As the United States and China continue discussions on trade after U.S. and Chinese tit-for-tat tariff threats in March, Commerce Secretary Wilbur Ross noted talks are still early, but won’t continue to suspend tariffs with no agreement.

   A bilateral negotiation in which the United States is seeking fairer
treatment for its companies doing business in China remains in an early
phase, but Commerce Secretary Wilbur Ross doesn’t have “unlimited
patience” as the Trump administration deliberates initiating tariffs on
about $50 billion to $60 billion worth of imports from China, he told American Shipper on Thursday.
   Top Chinese government officials plan to visit Washington “within the
next week or two,” Ross said during a Senate Appropriations Commerce
Subcommittee hearing, as the Trump administration continues to seek a
resolution of grievances after the Office of the U.S. Trade
Representative (USTR) on March 22 released a 215-page report following an investigation that found unfair commercial practices by China.

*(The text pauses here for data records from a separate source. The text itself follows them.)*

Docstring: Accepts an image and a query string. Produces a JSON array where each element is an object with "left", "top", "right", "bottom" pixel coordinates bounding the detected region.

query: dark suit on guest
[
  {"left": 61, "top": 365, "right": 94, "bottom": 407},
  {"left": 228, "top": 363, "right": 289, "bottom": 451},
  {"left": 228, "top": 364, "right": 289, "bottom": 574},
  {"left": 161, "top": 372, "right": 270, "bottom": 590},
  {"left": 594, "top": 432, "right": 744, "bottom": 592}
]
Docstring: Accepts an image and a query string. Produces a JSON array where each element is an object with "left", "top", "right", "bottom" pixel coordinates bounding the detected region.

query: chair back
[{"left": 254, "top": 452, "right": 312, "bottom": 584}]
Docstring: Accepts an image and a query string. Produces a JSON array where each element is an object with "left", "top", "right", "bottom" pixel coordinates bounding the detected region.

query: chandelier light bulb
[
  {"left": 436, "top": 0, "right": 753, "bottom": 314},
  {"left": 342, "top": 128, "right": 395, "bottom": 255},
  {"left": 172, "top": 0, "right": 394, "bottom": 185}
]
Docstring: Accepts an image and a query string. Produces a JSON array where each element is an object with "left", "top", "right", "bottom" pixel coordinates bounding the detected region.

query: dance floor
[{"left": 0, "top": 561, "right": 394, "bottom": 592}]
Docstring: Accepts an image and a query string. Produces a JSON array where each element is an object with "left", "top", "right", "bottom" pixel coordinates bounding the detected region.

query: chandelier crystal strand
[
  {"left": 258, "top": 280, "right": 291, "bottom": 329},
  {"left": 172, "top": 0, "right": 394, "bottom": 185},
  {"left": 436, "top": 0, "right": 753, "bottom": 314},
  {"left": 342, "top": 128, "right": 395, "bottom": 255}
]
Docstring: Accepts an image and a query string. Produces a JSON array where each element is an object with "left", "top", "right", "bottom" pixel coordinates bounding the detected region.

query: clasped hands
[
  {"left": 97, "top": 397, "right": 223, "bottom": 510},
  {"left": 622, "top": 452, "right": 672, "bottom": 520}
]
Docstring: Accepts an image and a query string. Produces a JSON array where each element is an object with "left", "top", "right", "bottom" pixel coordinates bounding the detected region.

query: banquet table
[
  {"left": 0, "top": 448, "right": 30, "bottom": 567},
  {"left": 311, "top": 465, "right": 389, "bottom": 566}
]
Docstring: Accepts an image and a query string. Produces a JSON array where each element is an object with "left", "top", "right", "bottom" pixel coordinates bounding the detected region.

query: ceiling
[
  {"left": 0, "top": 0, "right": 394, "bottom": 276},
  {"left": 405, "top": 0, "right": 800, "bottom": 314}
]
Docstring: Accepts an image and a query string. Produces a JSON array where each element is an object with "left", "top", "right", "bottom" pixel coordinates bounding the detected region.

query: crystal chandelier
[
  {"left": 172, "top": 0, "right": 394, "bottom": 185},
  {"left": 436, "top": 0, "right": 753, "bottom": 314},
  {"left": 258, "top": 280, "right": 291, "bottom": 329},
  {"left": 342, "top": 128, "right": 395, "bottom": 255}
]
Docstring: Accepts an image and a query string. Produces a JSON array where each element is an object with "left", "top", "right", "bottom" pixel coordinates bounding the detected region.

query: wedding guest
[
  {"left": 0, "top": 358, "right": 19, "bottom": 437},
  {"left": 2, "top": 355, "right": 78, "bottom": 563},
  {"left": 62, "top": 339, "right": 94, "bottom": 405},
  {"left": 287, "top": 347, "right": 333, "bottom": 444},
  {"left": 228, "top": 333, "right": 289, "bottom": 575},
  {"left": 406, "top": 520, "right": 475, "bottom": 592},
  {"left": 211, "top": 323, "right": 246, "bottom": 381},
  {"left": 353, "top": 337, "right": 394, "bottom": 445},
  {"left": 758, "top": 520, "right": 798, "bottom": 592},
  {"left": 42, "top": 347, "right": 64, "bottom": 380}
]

   Section 301 of the Trade Act of 1974 spells out several potential
options for responding to unfair overseas commercial practices if found
by the United States. USTR’s investigation resulted in President Donald
Trump recommending tariffs on a range of U.S. imports from China.
   USTR is accepting comments on the proposed tariffs through Friday and
will host an interagency public hearing on Tuesday at the International
Trade Commission as the administration gathers input on whether and
what tariffs should be finalized against China.
   “We have to play it by ear” on the timing of any final tariff decision if talks don’t pan out, Ross told American Shipper after the hearing. “I do not have unlimited patience. But we’ll have to see; it’s the early days of the negotiation.”
   Ross, U.S. Trade Representative Robert Lighthizer and Treasury
Secretary Steven Mnuchin visited China last week for a total of about 30
hours of high-level negotiations with a Chinese government delegation
led by Vice Premier Liu He and including Commerce Minister Zhong Shan
and Finance Minister Liu Kun, as well as other representatives of
China’s Ministry of Commerce and central bank, Ross said.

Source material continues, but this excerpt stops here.